Question

Calculate the potential difference and the energy stored in the capacitor \[{C_2}\] in the circuit shown in the figure. Given potential at A is \[90V\] , \[{C_1} = 20\mu F\] \[{C_2} = 30\mu F\] and \[{C_3} = 15\mu F\]

Answer 1

Hint:To find the energy stored in any capacitor, we need to know the value of the capacitance of the capacitor and the potential difference across its plates. We have been given the potential difference across the entire setup of capacitors but we need to find the energy stored only in the capacitor \[{C_2}\] , so firstly, we need to find the potential difference across \[{C_2}\] and then proceed as follows.

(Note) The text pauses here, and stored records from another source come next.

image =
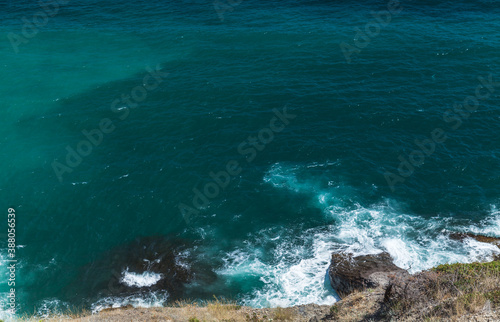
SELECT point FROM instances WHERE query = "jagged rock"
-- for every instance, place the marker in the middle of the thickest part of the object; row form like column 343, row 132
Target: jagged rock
column 348, row 273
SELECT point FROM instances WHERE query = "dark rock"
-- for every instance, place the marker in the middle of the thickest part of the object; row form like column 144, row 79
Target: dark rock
column 348, row 273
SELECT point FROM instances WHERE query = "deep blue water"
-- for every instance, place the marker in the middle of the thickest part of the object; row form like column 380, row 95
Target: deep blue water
column 334, row 130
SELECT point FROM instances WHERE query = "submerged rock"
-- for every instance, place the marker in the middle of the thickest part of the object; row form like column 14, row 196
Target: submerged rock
column 147, row 267
column 479, row 238
column 348, row 273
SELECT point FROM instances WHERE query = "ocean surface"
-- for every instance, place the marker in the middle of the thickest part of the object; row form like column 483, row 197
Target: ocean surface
column 162, row 150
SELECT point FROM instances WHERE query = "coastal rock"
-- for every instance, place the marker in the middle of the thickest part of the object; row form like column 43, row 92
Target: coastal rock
column 348, row 273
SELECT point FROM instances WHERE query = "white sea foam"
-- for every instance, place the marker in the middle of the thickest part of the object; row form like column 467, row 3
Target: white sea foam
column 295, row 272
column 150, row 299
column 139, row 280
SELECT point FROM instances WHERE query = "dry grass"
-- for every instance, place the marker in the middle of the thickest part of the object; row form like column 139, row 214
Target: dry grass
column 447, row 291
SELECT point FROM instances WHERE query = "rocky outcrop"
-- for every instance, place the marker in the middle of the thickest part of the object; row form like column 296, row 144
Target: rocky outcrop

Complete step-by-step solution:
Firstly, resolve the given system of capacitors into a single capacitor by finding the equivalent capacitance of the system.
\[\dfrac{1}{{{C_{eq}}}} = \dfrac{1}{{{C_1}}} + \dfrac{1}{{{C_2}}} + \dfrac{1}{{{C_3}}}\]
\[\therefore \dfrac{1}{{{C_{eq}}}} = \dfrac{1}{{20}} + \dfrac{1}{{30}} + \dfrac{1}{{15}}\] \[ \Rightarrow \dfrac{1}{{{C_{eq}}}} = \dfrac{9}{{60}} \Rightarrow {C_{eq}} = 6.67\mu F\]
This means that charge flowing through the circuit \[Q = {C_{eq}}V = 6.67\mu F \times 90V = 600\mu C\]
Now let’s consider our capacitor \[{C_2}\] ,
The charge flowing through this capacitor will be the same as charge flowing through the setup of capacitors, hence \[Q = {C_2}{V_{_2}} \Rightarrow {V_{_2}} = \dfrac{Q}{{{C_2}}} = \dfrac{{600}}{{30}} = 20V\]
Now we know the potential difference across \[{C_2}\] and its capacitance, so we can easily find the energy stored in it.
Energy of the capacitor $(E) = \dfrac{1}{2}C{V^2}$
By substituting the values in the formula, we get
\[{E_2} = \dfrac{1}{2}{C_2}{V_{_2}}^2 = \dfrac{1}{2} \times 30\mu F \times {(20V)^2} = 6 \times {10^{ - 3}}J\]

Additional Information:
For solving questions having a combination of capacitors or resistors, we need to find the physical quantity that remains the same throughout the entire system, for example, in a series combination of capacitors, charge flowing through the circuit remains the same. Similarly, for a series combination of resistors, the current through the circuit remains constant and for a parallel combination, the potential difference across each component remains the same. Once we have found the constant quantity, we can easily divide current, potential, charge or energy among the individual components.

Note:- One common error made by students is that while calculating energy, they use the equivalent capacitance of the circuit instead of the capacitance of the specific capacitor whose energy is to be calculated. Make sure not to make that error.